Meer nieuwe arbeidscontracten in kleine kmo’s
In de kleinste ondernemingen is het herstel van de instroom in nieuwe jobs het opmerkelijkst. Dat mag niet verwonderen want wellicht gaat dat over ‘jonge’ bedrijven die nog hun eerste werknemer moesten aanwerven, een stap die ze logischerwijze niet in het coronajaar hebben gezet, maar wel tijdens het herstel van de economie. De groep ondernemingen die in negatieve zin het meest opvalt zijn de grootste bedrijven (met 200 tot 500 medewerkers): de instroom daar noteert nog altijd onder 2019 (-31 %) en zelfs onder 2020 (-11 %).

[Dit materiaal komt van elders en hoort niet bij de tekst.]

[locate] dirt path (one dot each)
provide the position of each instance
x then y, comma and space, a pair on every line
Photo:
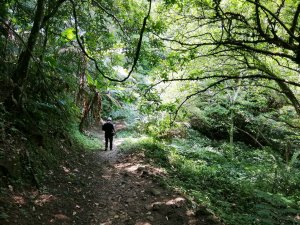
103, 188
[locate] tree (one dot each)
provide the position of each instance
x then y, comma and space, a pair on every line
260, 39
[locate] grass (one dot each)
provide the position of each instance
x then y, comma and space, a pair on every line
255, 187
83, 141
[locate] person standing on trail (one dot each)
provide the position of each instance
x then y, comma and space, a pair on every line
109, 130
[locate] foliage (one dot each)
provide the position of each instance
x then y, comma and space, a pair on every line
253, 188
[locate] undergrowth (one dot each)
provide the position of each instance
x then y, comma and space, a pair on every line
253, 187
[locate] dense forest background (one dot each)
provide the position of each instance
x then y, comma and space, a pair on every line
208, 89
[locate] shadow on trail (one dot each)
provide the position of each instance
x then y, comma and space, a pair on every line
103, 188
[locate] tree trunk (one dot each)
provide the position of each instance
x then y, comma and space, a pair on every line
21, 71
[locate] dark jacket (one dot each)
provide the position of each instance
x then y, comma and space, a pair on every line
108, 128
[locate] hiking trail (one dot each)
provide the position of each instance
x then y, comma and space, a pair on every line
104, 188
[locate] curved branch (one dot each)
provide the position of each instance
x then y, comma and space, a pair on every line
138, 49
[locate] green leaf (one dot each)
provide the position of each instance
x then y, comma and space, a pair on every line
69, 34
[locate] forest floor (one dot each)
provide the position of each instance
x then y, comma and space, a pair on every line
102, 188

Nele Ronsmans: “Wellicht was het in grotere organisaties extra uitdagend om hun medewerkers betrokken te houden tijdens de lange periode van verplicht thuiswerk. Het is niet ondenkbaar dat mensen daarom afscheid genomen hebben van hun bedrijf, en eerder een toekomst gezocht hebben in een kleinere organisatie. Bovendien hebben medewerkers het voorbije jaar ook echt de tijd gehad om na te denken over hun loopbaan, hetgeen de jobmobiliteit waarschijnlijk ook heeft beïnvloed. Nu we opnieuw (een paar dagen per week) naar kantoor mogen, kunnen organisaties best nadenken over hoe de tijd op de werkvloer zo nuttig mogelijk ingevuld kan worden. Het is belangrijk dat er voldoende ruimte is voor team meetings en ook voor informele momenten wanneer medewerkers fysiek samen zijn. Die momenten zullen de verbinding met de collega’s onderling, maar ook met de organisatie, verbeteren en dat gaat ten goede van de retentie.

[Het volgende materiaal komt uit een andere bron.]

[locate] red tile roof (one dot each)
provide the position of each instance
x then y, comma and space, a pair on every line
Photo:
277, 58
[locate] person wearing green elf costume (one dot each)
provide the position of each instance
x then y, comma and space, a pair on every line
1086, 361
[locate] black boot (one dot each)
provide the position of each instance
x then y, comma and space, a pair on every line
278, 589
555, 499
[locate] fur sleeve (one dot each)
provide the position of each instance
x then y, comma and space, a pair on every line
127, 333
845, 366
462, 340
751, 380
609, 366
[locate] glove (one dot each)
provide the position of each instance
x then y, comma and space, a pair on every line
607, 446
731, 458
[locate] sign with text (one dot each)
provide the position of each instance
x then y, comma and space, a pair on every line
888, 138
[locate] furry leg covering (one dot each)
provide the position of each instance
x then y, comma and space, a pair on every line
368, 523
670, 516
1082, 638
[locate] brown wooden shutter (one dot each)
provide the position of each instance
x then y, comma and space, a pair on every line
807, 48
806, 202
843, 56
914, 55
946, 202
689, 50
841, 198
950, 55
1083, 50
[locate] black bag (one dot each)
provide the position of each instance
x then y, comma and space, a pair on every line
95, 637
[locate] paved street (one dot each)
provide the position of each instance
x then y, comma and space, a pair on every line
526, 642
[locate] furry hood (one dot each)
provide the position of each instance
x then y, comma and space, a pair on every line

De positieve cijfers tonen hoe snel bedrijven en sollicitanten zich het afgelopen anderhalf jaar hebben aangepast. Het rekruteringsproces dat voorafging aan de nieuwe contracten van 2021 is nog op de coronamanier gebeurd: vanop afstand en met moeite. Het vertrouwen in de arbeidsmarkt is in ieder geval terug: werknemers durven en willen nieuwe werkuitdagingen aangaan. Onboarding van nieuwe mensen in een hybride werkcontext zal de eerstvolgende test zijn. Want de inspanning en de investering die werkgevers en werknemers hebben gedaan om elkaar te vinden, verdient nu ook een passend vervolg. Een vervolg dat rekening houdt met de nieuwe realiteit van meer telewerk en meer autonomie.”
Bron : de verzamelde gegevens zijn gebaseerd op de werkelijke gegevens van een set van 260.000 werknemers in dienst bij meer dan 40.000 werkgevers uit de private sector, waartoe zowel kmo’s als grote ondernemingen behoren.